Illegal Pete's is now in the process of re-registering in Colorado, a process that should be complete by the end of the year, in time for the company's 25th anniversary celebration in 2020.

The big burrito first introduced in 1995.
The big burrito first introduced in 1995.
Illegal Pete's

"This was an interesting linear elevation of the 'Illegal' word issue we first encountered in 2014," says Turner in a release announcing the settlement. "We took this debate to the courts, suing the State of Delaware for First Amendment infringement, and winning; we see this as vindication of our position."

He was vindicated in Arizona, too, where Illegal Pete's now has a second store in Tempe and business continues to be brisk. But first he had to have some tough conversations, explaining that the company's name has no racial or immigration-related connotations. Instead, Illegal Pete's was named to honor Pete Turner Sr., the founder's father, who was "a bit of a good-natured hell-raiser in his day," according to the company's website. The senior Turner, an original investor, passed away from cancer in 1997. But he remains an inspiration.

And when Delaware snubbed Illegal Pete's, his son knew what to do: "If Dad were still around, he'd say, 'Fuck ’em, this is wrong. You know your truth.'" And that truth is rebellion, not racism.

Delaware doesn't ban the word "illegal" altogether; among the 1.3 million businesses incorporated in Delaware are Illegal Civilization Inc. and Illegal People Touring Inc. (not to mention Knife in the Back LLC and Killer Beverages LLC, the Associated Press points out). Given that, Turner and his attorney had to believe that an alleged connection with immigration had something to do with the denial.

"In our current political times, divided and filled with racial tension, our name has been unwittingly rolled into a larger conversation about race, the United States, who belongs here and if a human being should ever be referred to as 'illegal,'" Illegal Pete's said in a statement released at the time. "The word 'illegal' in our name is a reference to the countercultural, to the rebellious, to the very picture of challenging authority that the restaurants were founded upon. It's in this spirit that we challenge the decision made by Delaware officials."

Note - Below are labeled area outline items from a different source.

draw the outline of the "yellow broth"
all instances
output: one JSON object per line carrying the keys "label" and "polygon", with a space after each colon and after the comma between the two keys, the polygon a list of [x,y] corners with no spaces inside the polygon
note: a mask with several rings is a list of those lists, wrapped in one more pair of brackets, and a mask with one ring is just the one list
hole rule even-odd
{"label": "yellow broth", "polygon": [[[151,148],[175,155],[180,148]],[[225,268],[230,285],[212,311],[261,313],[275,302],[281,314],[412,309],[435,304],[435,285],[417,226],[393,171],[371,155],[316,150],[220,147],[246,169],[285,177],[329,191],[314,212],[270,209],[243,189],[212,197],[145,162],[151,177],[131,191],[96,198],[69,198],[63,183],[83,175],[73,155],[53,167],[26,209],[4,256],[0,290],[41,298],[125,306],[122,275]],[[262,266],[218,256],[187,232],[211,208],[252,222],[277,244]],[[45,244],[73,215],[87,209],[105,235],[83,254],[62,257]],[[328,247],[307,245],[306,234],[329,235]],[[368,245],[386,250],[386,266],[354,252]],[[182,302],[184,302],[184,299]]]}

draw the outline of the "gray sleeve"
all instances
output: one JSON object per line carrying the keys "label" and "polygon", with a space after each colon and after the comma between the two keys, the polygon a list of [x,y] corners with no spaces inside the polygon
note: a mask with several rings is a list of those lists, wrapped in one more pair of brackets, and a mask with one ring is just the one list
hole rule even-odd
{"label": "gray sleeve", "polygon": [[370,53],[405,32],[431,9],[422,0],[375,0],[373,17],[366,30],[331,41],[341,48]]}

Illegal Pete's had a timely assist from the U.S. Supreme Court: In June, that court struck down a section of federal law that prevented officials from registering "scandalous" or "immoral" trademarks in a case involving the fashion brand FUCT. Soon after, Delaware settled the Illegal Pete's case and started soliciting public comment for new regulations to guide the state in handling business names "likely to violate the law, mislead the public or to lead to a pattern and practice of abuse that might cause harm to the interests of the public or Delaware."

Pete Turner in the Illegal Pete's on East Colfax Avenue.
Pete Turner in the Illegal Pete's on East Colfax Avenue.
Mark Antonation

But Delaware won't have to worry about Illegal Pete's again. Turner decided against taking advantage of any business benefits offered by that state.

"This was a reminder that Illegal Pete's always has been and always will be a Colorado company," says Turner. "Even as we continue to grow out of state, with two locations in Arizona and even more out-of-state locations planned in the future, we'll always call Colorado home."

Colorado currently has nine Illegal Pete's locations, with two more slated to open in 2020: right next to the Little Man Factory at 4411 West Colfax Avenue, and at 2230 Oneida Street. Turner has plans to double the number of stores within the next few years while continuing to push for local support of the arts and other community endeavors.

"We’re glad to have this behind us so that we can focus on our 25th-anniversary year," says Turner. "We’ve got a ton planned…year-long events leading up to a three-day party Labor Day weekend, and a year-long art project surrounding each location, and a full brand refresh."

He's living up to his company's motto: "The More, the Merrier." And there's nothing illegal about that.